Denote the expected value of \(X\) by \(\mu_X.\) Then \(\mu_X\) is the average change in weight of all the Freshman students at Auburn University. Suppose we take a sample of size \(n\) and denote the sample mean by \(\bar x.\) Note that \[\bar x = \frac{X_1 + X_2 + \ldots + X_n}{n}. \]

Using the rules for expectations we find that \[\begin{align*} E[\bar x] & = E\left[\frac{1}{n}(X_1 + X_2 + \ldots + X_n)\right] \\ & = \frac{1}{n}E[X_1 + X_2 + \ldots + X_n]\\ & = \frac{1}{n}(E[X_1] + E[X_2] + \ldots + E[X_n])\\ & = \frac{1}{n}(\mu_X + \mu_X + \ldots + \mu_X)\\ & = \frac{1}{n}n\mu_X\\ & = \mu_X. \end{align*} \] In words, the expected value of the sample mean is the population mean.

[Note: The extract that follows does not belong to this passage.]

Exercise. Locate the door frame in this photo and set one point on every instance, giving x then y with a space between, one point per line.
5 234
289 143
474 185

Using the rules for variances we find that \[\begin{align*} Var(\bar x) & = Var \left(\frac{1}{n}(X_1 + X_2 + \ldots + X_n)\right) \\ & = \frac{1}{n^2}Var(X_1 + X_2 + \ldots + X_n)\\ & = \frac{1}{n^2}(Var(X_1) + Var(X_2) + \ldots + Var(X_n))\\ & = \frac{1}{n^2}(\sigma^2_X + \sigma^2_X + \ldots + \sigma^2_X)\\ & = \frac{1}{n^2}n\sigma^2_X\\ & = \frac{\sigma^{2}_{X}}{n}. \end{align*} \] The standard deviation is the square root of the variance and therefore \[\sigma_{\bar x} = \frac{\sigma_X}{\sqrt{n}}.\] In words, the standard deviation of the sample mean is the standard deviation of the population divided by the square root of the sample size.

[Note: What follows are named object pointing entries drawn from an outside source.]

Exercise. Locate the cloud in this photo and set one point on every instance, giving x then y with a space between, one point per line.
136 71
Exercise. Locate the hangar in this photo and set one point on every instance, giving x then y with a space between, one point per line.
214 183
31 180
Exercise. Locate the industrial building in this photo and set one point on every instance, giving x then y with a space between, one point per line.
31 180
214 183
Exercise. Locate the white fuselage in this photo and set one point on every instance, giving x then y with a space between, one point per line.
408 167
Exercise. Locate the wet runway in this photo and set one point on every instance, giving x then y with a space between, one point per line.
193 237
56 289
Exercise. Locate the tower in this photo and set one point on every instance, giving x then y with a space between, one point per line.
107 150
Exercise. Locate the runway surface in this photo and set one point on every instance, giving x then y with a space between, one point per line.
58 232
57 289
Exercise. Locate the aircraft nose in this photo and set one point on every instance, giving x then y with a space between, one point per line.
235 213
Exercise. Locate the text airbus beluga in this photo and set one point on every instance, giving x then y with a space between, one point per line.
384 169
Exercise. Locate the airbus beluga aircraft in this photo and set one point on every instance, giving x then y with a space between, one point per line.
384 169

In summary, if a population has mean \(\mu\) and standard deviation \(\sigma\) then \[\mu_{\bar x} = \mu \mbox{ and } \sigma_{\bar x} = \frac{\sigma}{\sqrt{n}}.\]

In the derivation of the variance of the sample mean we used the rule that the variance of a sum of random variables is equal to the sum of the variances of the random variables. This rule is only true if the random variables are independent. The random variables are independent if we pick the students one by one such that in every selection each student has the same chance of being selected. Proceeding in this way could result in selecting the same student more than once. If we select a simple random sample of size \(n\) then the random variables are, strictly speaking, not independent. However, if the sample size is small when compared to the population, say less than 5%, then the final result is still approximately true. If the sample size is not small when compared with the population size then we need to do a more careful analysis in deriving the standard deviation of the sample mean. We do not consider this case in this course.

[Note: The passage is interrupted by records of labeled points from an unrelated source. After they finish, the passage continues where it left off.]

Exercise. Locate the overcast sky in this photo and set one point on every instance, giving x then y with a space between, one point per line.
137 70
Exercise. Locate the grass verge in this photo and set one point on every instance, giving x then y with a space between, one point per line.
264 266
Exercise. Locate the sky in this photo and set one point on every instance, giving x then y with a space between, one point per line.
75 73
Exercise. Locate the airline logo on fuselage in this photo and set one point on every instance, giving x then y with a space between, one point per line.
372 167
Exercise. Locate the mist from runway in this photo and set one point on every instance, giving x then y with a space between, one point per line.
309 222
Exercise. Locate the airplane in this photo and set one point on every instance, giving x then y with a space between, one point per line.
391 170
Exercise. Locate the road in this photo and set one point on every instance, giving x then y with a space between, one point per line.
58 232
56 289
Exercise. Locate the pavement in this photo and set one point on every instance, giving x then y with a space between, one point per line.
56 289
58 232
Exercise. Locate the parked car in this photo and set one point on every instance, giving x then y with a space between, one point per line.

Since the sample mean is the sum of \(n\) independent (at least approximately independent) and identically distributed random variables divided by \(n\), the sample mean has approximately a normal distribution, provided that the sample size is sufficiently large. As a rule of thumb, if nothing else is known about the distribution of the population, \(n\geq 30\) is considered to be sufficiently large.

For \(n\) sufficiently large (\(n\geq 30\)), the sample mean is approximately normally distributed with a mean that is equal to the population mean and a standard deviation that is equal to the population standard deviation divided by the square root of \(n.\) In formulas, \[\bar x \sim N(\mu = \mu_X, \sigma = \frac{\sigma_X}{\sqrt{n}}).\]

We can use this result to gain insight as to how accurate the estimate \(\bar x\) of \(\mu\) is. For a sufficiently large sample size, the distribution of \(\bar x\) is approximately normal, and by the Empirical Rule we can be 95% confident that \(\bar x\) is within 2 standard deviations of \(\mu,\) that is, we can be 95% confident that the absolute error is at most \(\frac{2\sigma_X}{\sqrt{n}}.\) Furthermore, the formula shows that quadrupling the sample size is likely to cut the absolute error in half. To be 95% confident about a statement means that if we would repeat the same method independently many times then in about 95% of the times the statement would be true.